President Joe Biden, who is currently on his first tour of Asia since his inauguration last January, held talks with South Korean President Yoon Suk Yeol in Seoul before meeting with Prime Minister Fumio Kishida tomorrow. The change in direction for South Korea, from former President Moon Jae-in’s attempts at reconciliation with North Korea to the current conservative administration’s focus on national security, was a focal point of this meeting. Both leaders agreed to begin talks aimed at expanding joint military exercises, which were scaled back after talks with former President Donald Trump four years ago.

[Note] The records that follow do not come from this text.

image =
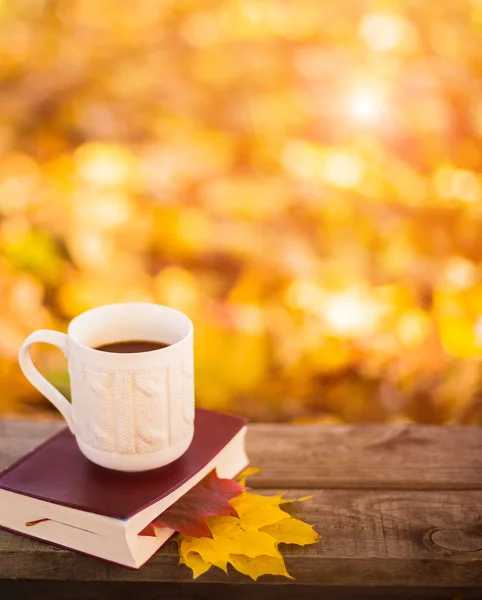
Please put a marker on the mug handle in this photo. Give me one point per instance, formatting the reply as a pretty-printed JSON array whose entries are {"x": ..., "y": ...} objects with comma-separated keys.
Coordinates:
[{"x": 60, "y": 341}]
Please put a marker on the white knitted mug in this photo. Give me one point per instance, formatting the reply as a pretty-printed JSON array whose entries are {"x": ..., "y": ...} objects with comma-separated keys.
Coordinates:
[{"x": 129, "y": 412}]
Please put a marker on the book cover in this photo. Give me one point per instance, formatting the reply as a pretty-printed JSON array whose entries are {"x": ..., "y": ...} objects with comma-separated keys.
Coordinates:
[{"x": 58, "y": 473}]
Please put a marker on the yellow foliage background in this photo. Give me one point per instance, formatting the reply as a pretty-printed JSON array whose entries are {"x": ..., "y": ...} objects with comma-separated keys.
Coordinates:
[{"x": 302, "y": 178}]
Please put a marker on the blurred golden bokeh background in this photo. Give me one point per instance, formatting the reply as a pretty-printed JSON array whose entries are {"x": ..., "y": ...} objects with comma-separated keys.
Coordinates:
[{"x": 302, "y": 178}]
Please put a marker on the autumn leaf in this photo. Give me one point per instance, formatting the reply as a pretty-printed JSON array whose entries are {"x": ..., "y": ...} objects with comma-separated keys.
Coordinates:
[
  {"x": 292, "y": 531},
  {"x": 210, "y": 497},
  {"x": 261, "y": 565},
  {"x": 249, "y": 542}
]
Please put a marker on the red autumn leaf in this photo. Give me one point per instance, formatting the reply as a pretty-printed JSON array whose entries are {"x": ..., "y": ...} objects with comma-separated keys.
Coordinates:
[{"x": 209, "y": 498}]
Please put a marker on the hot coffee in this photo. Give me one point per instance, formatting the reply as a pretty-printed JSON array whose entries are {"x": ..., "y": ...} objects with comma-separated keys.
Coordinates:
[{"x": 131, "y": 346}]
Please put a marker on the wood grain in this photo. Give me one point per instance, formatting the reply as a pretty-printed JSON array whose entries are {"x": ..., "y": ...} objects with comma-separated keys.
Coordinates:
[
  {"x": 88, "y": 590},
  {"x": 342, "y": 457},
  {"x": 396, "y": 507},
  {"x": 369, "y": 537}
]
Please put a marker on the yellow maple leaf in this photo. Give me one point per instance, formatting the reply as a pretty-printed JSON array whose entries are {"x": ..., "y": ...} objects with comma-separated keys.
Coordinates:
[
  {"x": 257, "y": 511},
  {"x": 261, "y": 565},
  {"x": 250, "y": 541},
  {"x": 229, "y": 537},
  {"x": 292, "y": 531}
]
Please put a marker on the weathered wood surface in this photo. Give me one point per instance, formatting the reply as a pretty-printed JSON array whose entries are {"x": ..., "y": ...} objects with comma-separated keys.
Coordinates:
[
  {"x": 341, "y": 457},
  {"x": 397, "y": 507}
]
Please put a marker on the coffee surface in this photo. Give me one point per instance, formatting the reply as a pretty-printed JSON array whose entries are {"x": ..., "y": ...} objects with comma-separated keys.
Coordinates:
[{"x": 131, "y": 346}]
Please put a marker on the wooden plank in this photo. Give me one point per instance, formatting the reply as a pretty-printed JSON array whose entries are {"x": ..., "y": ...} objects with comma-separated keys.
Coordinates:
[
  {"x": 88, "y": 590},
  {"x": 369, "y": 538},
  {"x": 343, "y": 457},
  {"x": 354, "y": 457}
]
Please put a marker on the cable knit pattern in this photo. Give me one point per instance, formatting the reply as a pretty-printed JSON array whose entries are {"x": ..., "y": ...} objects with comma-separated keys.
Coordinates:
[{"x": 134, "y": 412}]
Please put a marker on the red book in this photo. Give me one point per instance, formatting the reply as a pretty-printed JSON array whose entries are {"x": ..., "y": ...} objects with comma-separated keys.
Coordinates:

During a press conference after the meeting, Yoon stated, “There can be no compromises regarding national security,” while also stressing the necessity of America’s “nuclear umbrella” strategy for nuclear deterrence.
North Korea has repeatedly test-launched numerous types of missiles since the start of the year, including an ICBM during Biden’s tour of Asia. There are fears that North Korea has even entered its seventh round of nuclear testing. Efforts must be made so that these provocations don’t go unpunished.
Biden asserted at a later press conference that military and economic cooperation with Japan is vital, and expressed interest in meeting with Kishida about mending Japanese-South Korean relations, which are needed now more than ever to protect economic security under the shadow of the U.S.-China rivalry.
On this trip, Biden visited Seoul first before making his way to Japan — a message to Yoon, who was elected on an agenda that included strengthening alliances, that he expects an ever stronger South Korea to play a larger role. What makes South Korea so important, among other reasons, is its large production base of semiconductors, a valuable strategic resource, which is why Biden made a beeline to a Samsung factory, known for making world-class electronics. There, he advocated for a balanced supply chain between countries that share the same values.
The large fluctuations felt in the world order with the Russian invasion of Ukraine have had a great impact here in Asia as well. Preserving peace and stability in East Asia will take an unprecedented effort from Japan, the U.S. and South Korea. Our starting point must be to rebuild our partnership so that we can stay resilient in the face of North Korea.